Oh nice, an article about my native language on HN's front page.
Currently living in Germany I actually find our approach to special characters really elegant. I was surprised how much different are German (and French) keyboards.
I wonder whether these different layouts can affect for example your programming prowess.
It definitely affects the learning curve. Have a look at the Czech keyboard layout; when I first started learning that language I ended up using the Compose key. Why on Earth would you put diacritics on numerical keys without any kind of logical mapping? At least Polish is 100% logical in this regard (except AltGr-X, but that was unavoidable).
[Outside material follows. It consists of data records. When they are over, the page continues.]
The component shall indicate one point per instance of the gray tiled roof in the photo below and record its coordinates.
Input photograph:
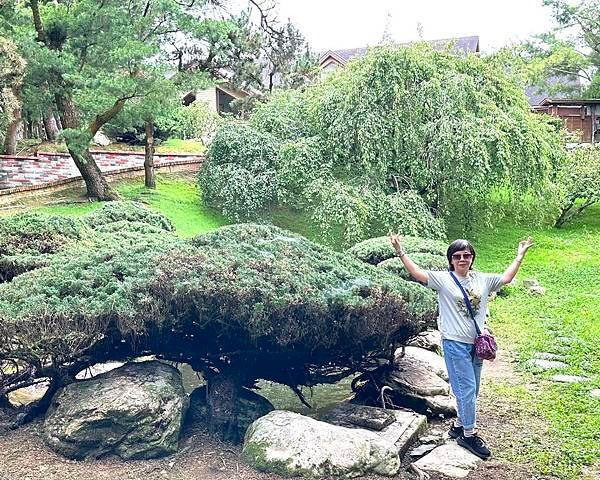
(535, 95)
(459, 45)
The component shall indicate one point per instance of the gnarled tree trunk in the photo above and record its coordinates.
(79, 148)
(10, 141)
(149, 180)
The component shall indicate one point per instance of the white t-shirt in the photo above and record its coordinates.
(454, 321)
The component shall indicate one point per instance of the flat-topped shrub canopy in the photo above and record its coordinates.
(376, 250)
(255, 298)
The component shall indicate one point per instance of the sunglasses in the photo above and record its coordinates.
(461, 256)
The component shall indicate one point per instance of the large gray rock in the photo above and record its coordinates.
(415, 377)
(135, 411)
(450, 460)
(250, 407)
(290, 444)
(400, 427)
(431, 360)
(429, 339)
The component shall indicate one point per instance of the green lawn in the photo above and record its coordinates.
(565, 321)
(565, 261)
(175, 196)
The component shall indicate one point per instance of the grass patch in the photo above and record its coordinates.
(177, 145)
(176, 197)
(565, 321)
The Russian keyboard layout is similarly annoying as the keys are simply not where you expect them. On most systems you can install a phonetic keyboard driver and kinda roll with it - that is, until you have to use a real Russian keyboard, at which point you have to re-learn from scratch.
Oh, and don't get me started on AZERTY and QWERTZ. What were they thinking?!
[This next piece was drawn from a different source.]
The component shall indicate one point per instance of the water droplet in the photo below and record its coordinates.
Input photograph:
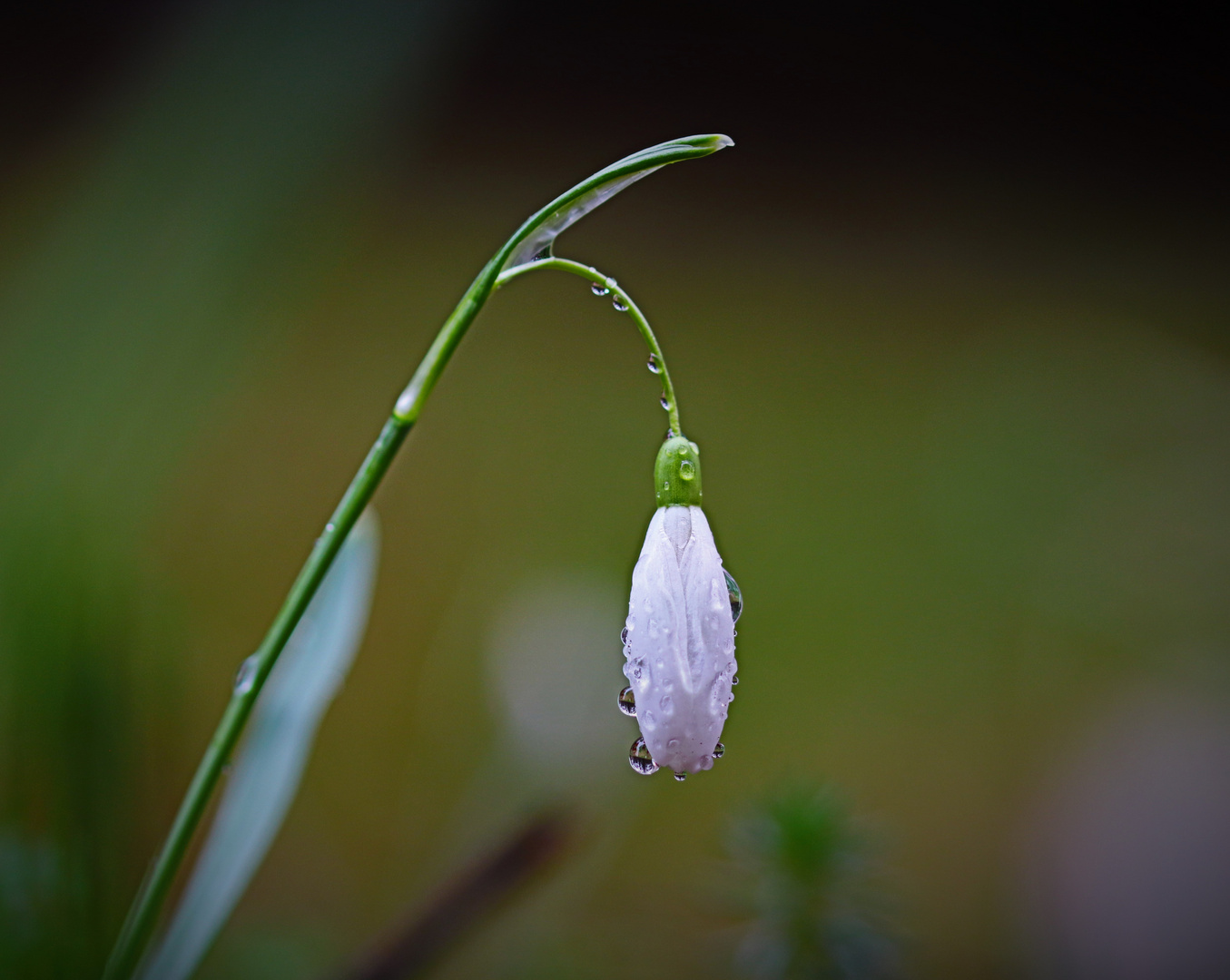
(640, 760)
(246, 675)
(732, 587)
The point is that on some layouts you can start typing right away; on other, you have to jump through hoops and get frustrated. Not that we can do anything about it now. Historical reasons.
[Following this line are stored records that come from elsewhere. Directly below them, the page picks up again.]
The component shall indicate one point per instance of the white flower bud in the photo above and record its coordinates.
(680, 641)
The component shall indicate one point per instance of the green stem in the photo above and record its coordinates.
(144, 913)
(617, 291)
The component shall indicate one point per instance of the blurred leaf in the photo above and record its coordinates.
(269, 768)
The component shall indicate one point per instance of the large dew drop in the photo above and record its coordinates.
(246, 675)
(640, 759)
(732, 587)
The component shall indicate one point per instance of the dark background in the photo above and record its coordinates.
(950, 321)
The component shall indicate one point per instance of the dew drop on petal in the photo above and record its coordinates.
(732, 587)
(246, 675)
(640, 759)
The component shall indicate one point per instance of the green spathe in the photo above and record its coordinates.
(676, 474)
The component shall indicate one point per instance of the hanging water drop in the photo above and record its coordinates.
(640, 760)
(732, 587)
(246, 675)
I find the polish programmer layout very intuitive. National layouts for languages using latin alphabet are often failed customizations of design already not optimal and nightmare for foreigner. Italian - need tilde character? sorry. German - dedicated key for each umlaut and brackets cluttered under 7 - 0. French - AZERTY? really?
Currently living in Germany I actually find our approach to special characters really elegant. I was surprised how much different are German (and French) keyboards.
I wonder whether these different layouts can affect for example your programming prowess.